-D’où te vient ton amour de la poésie ?
-Mais non je n’aime pas la poésie, j’aime quelques textes que je connais par coeur et qui dictent ma vie…
-Mais comment la poésie est -elle entrée dans ta vie ?
Je dois répondre, c’est pour une émission de radio, alors je réponds : J’avais 17 ans, un 45 tours, je ne sais pas pourquoi, Michel Bouquet récite Henri Michaux, et comme tous les adolescents du monde je l’écoutais en boucle. Et je montais sur la table à Meudon, où je vivais avec mon père. Il y avait un grand miroir en face, je me regardais et je proférais : je vous construirai une ville avec des loques le poème d’Henri Michaux, jusqu’à le savoir par coeur. J’imitais Michel Bouquet.
Celle qui m’interroge s’appelle Sylvie Gasteau, elle est assez mystérieuse, car elle sait tout de moi et de l’Unité, et me rappelle des souvenirs perdus.
Elle me connait mieux que moi- même. Elle était encore adolescente à Saint Quentin en Yvelines quand nous commencions à miner le territoire de nos actions sulfureuses.
A chaque nouvelle question, je m’interroge, mais comment sait -elle autant de choses ? Je comprends au détour d’une conversation qu’elle avait accès aux archives de l’INA PRO.
Je suis empêtré dans mes contradictions, je ne suis pas d’accord avec moi-même, je voudrais être un peu plus reconnu mais dès que quelqu’un s’intéresse à moi et à l’Unité, je voudrais savoir ce qu’il peut y avoir d’intéressant à parler de nous.
Elle m’interroge et moi je l’interroge aussi, mais comment sait -elle tout ? Elle clôt l’émission par une citation de Bobin qu’il m’aurait écrite, rien que pour moi. Et moi Je n’en ai pas de de souvenir.
Sylvie s’est plongée dans mes archives, il est vrai, j’écris chaque semaine des petites humeurs, qui sont en ligne sur le site de l’Unité.

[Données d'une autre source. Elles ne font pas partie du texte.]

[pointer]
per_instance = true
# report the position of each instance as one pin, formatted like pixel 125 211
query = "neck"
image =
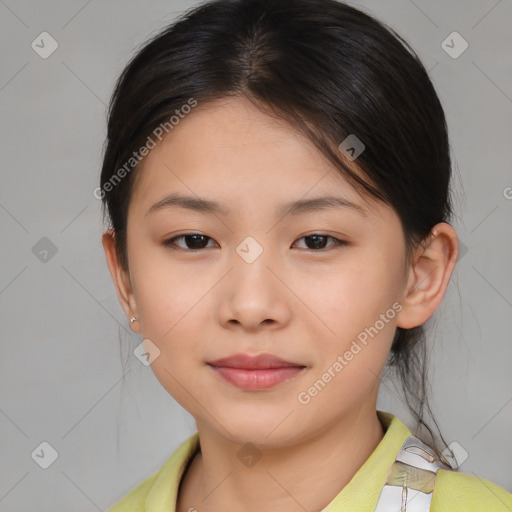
pixel 282 479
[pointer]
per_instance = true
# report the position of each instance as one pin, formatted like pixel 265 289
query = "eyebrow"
pixel 293 208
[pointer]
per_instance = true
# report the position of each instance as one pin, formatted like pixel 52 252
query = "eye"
pixel 193 241
pixel 197 241
pixel 318 240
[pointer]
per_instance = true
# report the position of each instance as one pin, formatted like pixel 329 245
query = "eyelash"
pixel 171 245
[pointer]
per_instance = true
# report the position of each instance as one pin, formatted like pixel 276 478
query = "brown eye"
pixel 193 241
pixel 318 241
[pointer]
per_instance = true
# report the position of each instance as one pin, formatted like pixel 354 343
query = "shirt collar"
pixel 363 490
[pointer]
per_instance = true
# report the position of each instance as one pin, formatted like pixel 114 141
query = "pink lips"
pixel 255 372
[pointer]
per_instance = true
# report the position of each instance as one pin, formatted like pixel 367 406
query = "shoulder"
pixel 159 490
pixel 459 492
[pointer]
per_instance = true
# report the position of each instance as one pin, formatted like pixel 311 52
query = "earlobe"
pixel 119 275
pixel 429 275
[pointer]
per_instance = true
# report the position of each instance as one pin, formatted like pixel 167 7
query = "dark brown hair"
pixel 328 69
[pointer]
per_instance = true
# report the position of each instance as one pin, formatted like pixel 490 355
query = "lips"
pixel 254 373
pixel 259 362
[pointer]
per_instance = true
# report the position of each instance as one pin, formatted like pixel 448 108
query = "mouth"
pixel 256 372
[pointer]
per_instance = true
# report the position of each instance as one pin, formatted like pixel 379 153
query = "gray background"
pixel 61 365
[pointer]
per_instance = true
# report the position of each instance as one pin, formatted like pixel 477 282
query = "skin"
pixel 298 302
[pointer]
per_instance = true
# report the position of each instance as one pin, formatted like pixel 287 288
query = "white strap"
pixel 410 481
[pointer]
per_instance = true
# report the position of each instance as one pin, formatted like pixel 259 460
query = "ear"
pixel 120 277
pixel 429 275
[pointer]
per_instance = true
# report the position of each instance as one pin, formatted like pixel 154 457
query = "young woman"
pixel 277 180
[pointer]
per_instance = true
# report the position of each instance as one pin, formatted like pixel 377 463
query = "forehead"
pixel 232 150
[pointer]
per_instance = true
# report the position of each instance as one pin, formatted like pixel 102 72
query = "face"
pixel 318 287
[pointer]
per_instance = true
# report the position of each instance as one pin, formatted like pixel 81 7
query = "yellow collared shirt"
pixel 453 491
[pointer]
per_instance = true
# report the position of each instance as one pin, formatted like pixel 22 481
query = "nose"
pixel 253 296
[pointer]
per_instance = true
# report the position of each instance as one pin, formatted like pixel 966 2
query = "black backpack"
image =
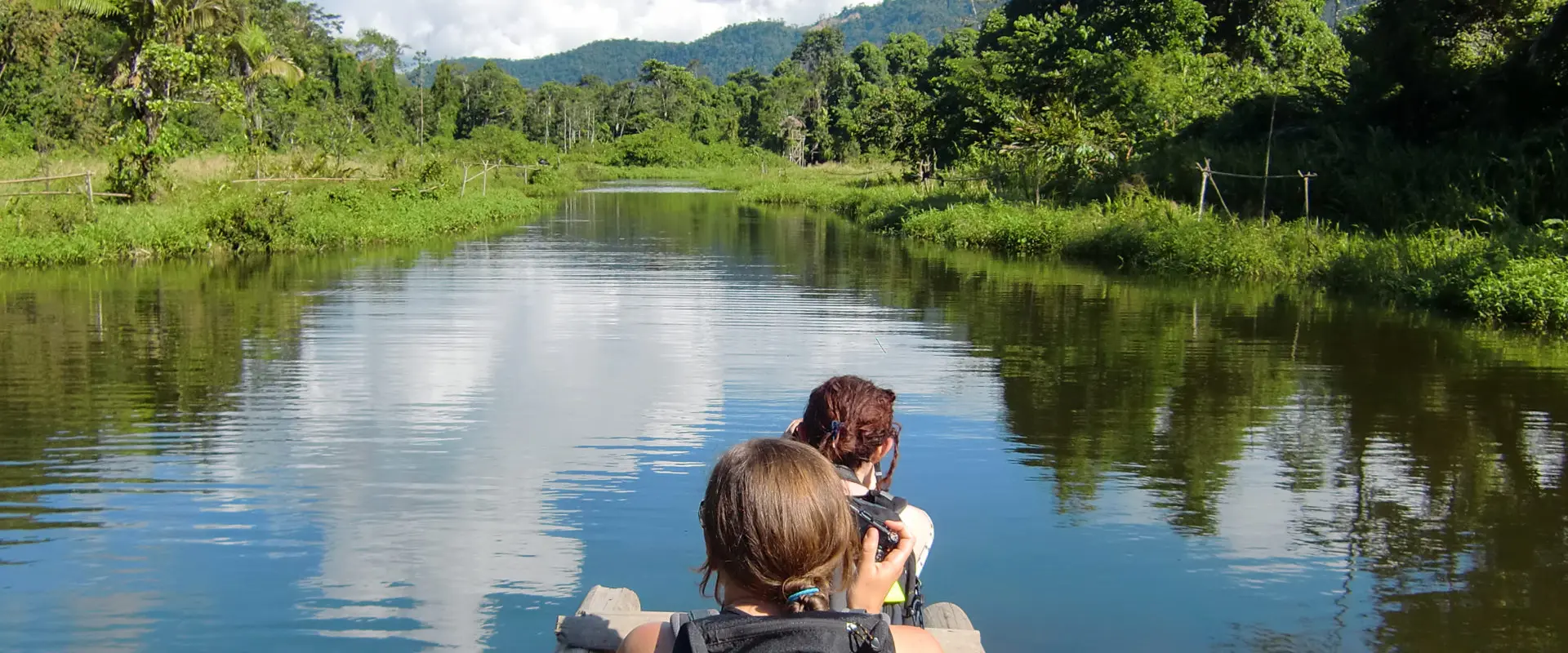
pixel 882 506
pixel 733 632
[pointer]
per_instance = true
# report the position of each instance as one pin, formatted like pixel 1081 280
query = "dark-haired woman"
pixel 849 420
pixel 778 535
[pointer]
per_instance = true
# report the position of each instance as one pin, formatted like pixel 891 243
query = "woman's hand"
pixel 874 578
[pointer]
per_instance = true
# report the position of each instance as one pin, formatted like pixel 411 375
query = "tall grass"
pixel 1513 278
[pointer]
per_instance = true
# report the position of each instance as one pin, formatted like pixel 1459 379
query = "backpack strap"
pixel 688 639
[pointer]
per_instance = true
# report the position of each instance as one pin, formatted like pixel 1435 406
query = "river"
pixel 446 446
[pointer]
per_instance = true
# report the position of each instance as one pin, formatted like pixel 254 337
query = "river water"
pixel 407 450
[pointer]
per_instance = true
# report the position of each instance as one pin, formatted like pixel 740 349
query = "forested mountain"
pixel 755 44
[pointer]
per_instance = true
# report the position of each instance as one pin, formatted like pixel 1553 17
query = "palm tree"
pixel 146 91
pixel 255 56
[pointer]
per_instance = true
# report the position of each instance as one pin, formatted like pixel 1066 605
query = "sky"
pixel 528 29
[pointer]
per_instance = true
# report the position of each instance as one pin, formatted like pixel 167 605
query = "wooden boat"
pixel 608 614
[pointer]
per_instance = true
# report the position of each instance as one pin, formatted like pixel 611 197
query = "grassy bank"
pixel 206 215
pixel 1515 278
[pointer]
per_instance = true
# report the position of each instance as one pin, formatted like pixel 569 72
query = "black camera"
pixel 888 539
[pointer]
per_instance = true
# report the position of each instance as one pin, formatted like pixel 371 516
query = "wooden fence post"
pixel 1307 193
pixel 1203 187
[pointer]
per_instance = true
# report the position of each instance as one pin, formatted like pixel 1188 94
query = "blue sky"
pixel 510 29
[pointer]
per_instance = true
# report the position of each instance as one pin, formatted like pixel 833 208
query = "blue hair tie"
pixel 802 594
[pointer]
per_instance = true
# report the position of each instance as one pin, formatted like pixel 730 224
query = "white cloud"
pixel 540 27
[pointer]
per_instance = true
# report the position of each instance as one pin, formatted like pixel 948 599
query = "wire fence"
pixel 85 190
pixel 1209 182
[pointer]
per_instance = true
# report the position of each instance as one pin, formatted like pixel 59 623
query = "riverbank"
pixel 1515 278
pixel 203 215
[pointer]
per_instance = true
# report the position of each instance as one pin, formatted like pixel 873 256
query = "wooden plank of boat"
pixel 603 630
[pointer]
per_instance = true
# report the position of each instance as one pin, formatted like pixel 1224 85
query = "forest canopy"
pixel 1414 110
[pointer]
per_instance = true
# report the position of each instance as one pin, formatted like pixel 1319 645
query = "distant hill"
pixel 756 44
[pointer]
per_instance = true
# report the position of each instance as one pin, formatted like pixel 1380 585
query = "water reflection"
pixel 443 450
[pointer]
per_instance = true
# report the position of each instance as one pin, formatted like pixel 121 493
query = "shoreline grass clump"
pixel 245 221
pixel 1515 278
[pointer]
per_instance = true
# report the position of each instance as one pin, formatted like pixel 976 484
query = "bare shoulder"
pixel 918 520
pixel 910 639
pixel 649 637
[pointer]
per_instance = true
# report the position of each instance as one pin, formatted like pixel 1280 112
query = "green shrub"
pixel 1526 291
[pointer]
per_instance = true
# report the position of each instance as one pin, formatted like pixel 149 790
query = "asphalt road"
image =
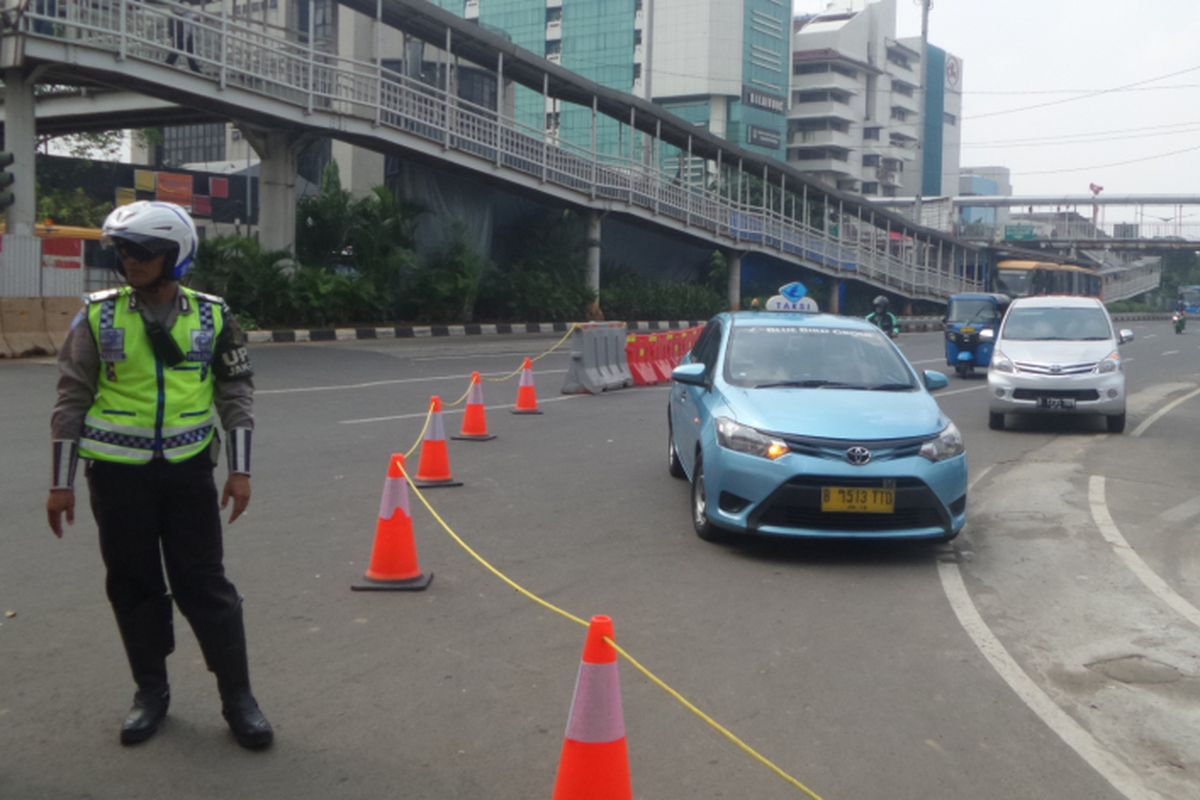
pixel 1050 651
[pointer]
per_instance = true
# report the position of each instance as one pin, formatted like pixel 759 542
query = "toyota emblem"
pixel 858 456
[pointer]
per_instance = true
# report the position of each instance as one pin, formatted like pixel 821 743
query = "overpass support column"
pixel 21 139
pixel 593 276
pixel 733 263
pixel 279 152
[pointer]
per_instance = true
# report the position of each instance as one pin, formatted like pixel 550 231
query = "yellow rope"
pixel 420 437
pixel 654 679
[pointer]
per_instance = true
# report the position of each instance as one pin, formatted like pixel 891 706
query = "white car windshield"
pixel 815 358
pixel 1047 324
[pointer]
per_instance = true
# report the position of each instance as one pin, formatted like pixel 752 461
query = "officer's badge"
pixel 202 347
pixel 112 344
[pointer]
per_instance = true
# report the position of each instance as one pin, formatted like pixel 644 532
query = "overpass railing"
pixel 288 67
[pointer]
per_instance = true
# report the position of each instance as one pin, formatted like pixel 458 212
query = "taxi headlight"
pixel 735 435
pixel 1001 362
pixel 945 445
pixel 1111 362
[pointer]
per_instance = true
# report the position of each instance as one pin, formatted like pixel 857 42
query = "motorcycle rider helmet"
pixel 150 228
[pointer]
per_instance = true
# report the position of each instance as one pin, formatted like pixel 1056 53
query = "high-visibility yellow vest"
pixel 143 408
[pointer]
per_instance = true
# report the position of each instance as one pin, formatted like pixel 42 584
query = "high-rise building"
pixel 724 65
pixel 865 115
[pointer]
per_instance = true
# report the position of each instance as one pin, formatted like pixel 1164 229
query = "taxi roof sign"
pixel 793 296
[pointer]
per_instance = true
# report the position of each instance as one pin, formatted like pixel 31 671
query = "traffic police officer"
pixel 139 374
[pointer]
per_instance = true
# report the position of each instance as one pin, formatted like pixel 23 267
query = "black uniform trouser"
pixel 162 513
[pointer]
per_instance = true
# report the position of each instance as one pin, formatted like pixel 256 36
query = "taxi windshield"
pixel 815 358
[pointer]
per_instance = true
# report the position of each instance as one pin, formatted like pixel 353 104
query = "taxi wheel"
pixel 705 529
pixel 673 465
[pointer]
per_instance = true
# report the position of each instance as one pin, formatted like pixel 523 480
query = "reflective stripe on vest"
pixel 144 409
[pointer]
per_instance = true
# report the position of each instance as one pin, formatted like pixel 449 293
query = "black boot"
pixel 223 644
pixel 149 638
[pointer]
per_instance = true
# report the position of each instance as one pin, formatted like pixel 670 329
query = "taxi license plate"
pixel 858 499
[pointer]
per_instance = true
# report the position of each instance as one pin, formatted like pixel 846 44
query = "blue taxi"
pixel 815 426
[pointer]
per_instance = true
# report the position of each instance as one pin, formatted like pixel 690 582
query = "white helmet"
pixel 162 228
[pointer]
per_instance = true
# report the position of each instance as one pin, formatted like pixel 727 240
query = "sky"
pixel 1116 86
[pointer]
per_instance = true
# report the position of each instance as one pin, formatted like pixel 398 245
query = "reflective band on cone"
pixel 435 467
pixel 594 764
pixel 474 421
pixel 527 392
pixel 394 565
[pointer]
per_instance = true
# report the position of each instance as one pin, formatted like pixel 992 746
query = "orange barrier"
pixel 59 312
pixel 24 326
pixel 435 467
pixel 594 764
pixel 527 391
pixel 394 564
pixel 474 421
pixel 637 354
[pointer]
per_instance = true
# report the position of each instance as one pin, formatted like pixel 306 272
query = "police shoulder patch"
pixel 101 296
pixel 209 298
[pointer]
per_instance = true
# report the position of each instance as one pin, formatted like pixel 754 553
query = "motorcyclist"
pixel 882 317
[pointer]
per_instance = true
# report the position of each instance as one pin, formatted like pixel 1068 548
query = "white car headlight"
pixel 745 439
pixel 945 445
pixel 1001 362
pixel 1111 362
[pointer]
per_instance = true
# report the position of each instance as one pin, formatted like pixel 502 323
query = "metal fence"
pixel 279 64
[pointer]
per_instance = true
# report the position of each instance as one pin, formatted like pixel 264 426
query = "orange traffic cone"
pixel 435 467
pixel 394 565
pixel 474 421
pixel 527 392
pixel 595 759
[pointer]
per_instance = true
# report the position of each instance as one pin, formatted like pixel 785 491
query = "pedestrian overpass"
pixel 282 90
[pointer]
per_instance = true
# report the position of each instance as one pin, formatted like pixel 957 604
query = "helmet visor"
pixel 142 251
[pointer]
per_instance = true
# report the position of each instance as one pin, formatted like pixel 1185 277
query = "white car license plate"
pixel 1056 402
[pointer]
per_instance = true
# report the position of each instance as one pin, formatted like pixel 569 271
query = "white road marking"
pixel 451 410
pixel 1157 415
pixel 1131 558
pixel 375 384
pixel 1111 769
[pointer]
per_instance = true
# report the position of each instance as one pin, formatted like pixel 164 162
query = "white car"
pixel 1057 355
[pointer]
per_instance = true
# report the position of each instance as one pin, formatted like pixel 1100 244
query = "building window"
pixel 185 144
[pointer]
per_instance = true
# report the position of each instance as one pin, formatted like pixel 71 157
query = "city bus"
pixel 1030 277
pixel 1191 298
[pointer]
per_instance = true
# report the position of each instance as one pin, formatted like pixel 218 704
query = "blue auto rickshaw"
pixel 966 316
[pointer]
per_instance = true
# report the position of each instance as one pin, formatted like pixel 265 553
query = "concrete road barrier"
pixel 59 313
pixel 24 326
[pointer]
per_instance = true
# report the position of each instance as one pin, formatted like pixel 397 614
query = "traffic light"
pixel 6 180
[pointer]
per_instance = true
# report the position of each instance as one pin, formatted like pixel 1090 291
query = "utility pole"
pixel 922 97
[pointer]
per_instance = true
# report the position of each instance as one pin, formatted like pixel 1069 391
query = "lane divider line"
pixel 1119 775
pixel 1111 534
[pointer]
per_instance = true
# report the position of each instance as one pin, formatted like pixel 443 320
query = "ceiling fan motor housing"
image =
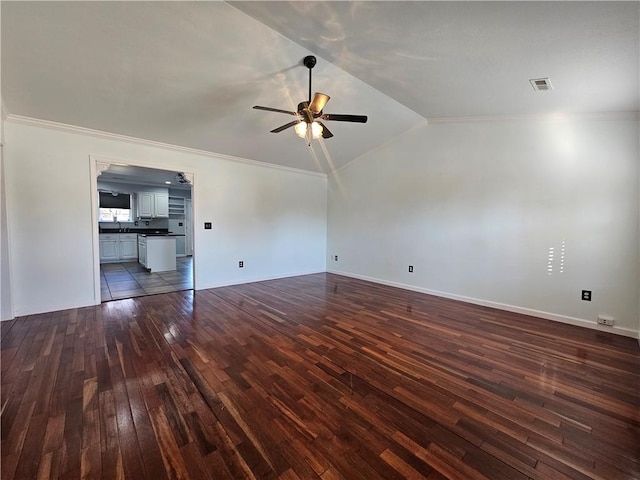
pixel 309 61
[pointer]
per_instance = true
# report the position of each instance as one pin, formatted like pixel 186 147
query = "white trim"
pixel 34 122
pixel 627 332
pixel 257 279
pixel 94 171
pixel 48 308
pixel 629 115
pixel 94 161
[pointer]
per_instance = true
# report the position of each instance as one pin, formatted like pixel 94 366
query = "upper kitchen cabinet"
pixel 153 205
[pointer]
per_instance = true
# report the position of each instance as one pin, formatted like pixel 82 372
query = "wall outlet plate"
pixel 606 320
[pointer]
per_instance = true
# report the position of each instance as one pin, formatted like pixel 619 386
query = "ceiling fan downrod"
pixel 309 62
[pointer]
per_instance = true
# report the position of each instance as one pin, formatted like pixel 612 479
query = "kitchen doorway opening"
pixel 152 250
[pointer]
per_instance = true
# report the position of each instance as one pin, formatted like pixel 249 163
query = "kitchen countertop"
pixel 161 234
pixel 135 230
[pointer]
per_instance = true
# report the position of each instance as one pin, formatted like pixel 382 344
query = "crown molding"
pixel 63 127
pixel 628 115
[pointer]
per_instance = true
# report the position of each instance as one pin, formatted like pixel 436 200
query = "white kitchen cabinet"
pixel 145 204
pixel 118 247
pixel 181 246
pixel 161 205
pixel 153 205
pixel 142 250
pixel 109 250
pixel 128 246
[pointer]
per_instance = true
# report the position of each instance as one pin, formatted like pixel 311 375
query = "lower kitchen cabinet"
pixel 117 247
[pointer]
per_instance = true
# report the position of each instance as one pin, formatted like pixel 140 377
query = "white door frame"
pixel 97 165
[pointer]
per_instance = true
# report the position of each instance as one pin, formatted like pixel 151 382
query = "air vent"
pixel 541 84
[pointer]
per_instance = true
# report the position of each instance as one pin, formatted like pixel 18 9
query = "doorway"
pixel 120 271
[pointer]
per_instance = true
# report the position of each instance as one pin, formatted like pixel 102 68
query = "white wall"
pixel 6 304
pixel 272 219
pixel 476 208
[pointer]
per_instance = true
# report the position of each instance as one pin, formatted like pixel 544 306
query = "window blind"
pixel 122 200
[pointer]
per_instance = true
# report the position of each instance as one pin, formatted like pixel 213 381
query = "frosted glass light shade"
pixel 316 130
pixel 301 129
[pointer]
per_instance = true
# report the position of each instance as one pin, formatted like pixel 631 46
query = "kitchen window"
pixel 115 207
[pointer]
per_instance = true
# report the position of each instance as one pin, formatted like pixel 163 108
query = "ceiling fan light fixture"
pixel 316 130
pixel 301 129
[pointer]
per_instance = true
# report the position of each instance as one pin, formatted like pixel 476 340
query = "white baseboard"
pixel 37 309
pixel 580 322
pixel 200 286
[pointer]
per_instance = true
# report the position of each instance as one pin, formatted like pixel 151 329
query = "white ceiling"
pixel 188 73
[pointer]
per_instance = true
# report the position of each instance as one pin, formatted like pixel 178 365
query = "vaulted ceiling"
pixel 188 73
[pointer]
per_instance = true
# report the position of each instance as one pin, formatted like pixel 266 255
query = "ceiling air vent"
pixel 541 84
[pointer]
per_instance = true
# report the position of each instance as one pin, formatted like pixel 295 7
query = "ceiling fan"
pixel 309 114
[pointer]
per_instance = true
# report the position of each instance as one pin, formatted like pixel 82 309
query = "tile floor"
pixel 130 279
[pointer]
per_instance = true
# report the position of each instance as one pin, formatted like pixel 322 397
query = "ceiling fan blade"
pixel 318 102
pixel 344 118
pixel 326 133
pixel 284 127
pixel 269 109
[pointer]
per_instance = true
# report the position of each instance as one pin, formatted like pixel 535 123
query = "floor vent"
pixel 541 84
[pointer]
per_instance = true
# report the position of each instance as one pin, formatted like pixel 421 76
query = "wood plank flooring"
pixel 314 377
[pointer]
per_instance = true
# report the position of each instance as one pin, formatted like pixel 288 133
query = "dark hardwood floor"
pixel 318 376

Je viens de vérifier, plus de 800 billets, 800 pensées du jour, 800 commentaires sur ce que je fais ou je ne fais pas sur les espoirs et désespoirs. Jacques, tes blessures profondes ? Tu dis toujours, pour faire du théâtre, il faut avoir été blessé.
Attention, là c’est un enregistrement de 5 séquences de 30 minutes. J’en rêvais car je ne supportais plus d’entendre sans arrêt parler à la radio d’un théâtre qui n’est pas le nôtre, je suis persuadé qu’un nouveau vent souffle sur le théâtre depuis cinquante ans, et je sais que nous en sommes un des principaux initiateurs.
Alors il était temps qu’on en parle. L’émission s’appelle A VOIX NUE, c’est France Culture, qui annonce 2,2 millions d’auditeurs ! Elle sera diffusée fin 2025.
Mais l’Unité ce n’est pas une simple liste de 80 créations, c’est un écheveau, un labyrinthe, une forêt amazonienne, des grandes fêtes, le théâtre pour les chiens, les brigades, le parlement de rue, c’est invente ou je te dévore, c’est toujours autre chose, c’est la conquête d’une ville, c’est l’amour d’un certain public.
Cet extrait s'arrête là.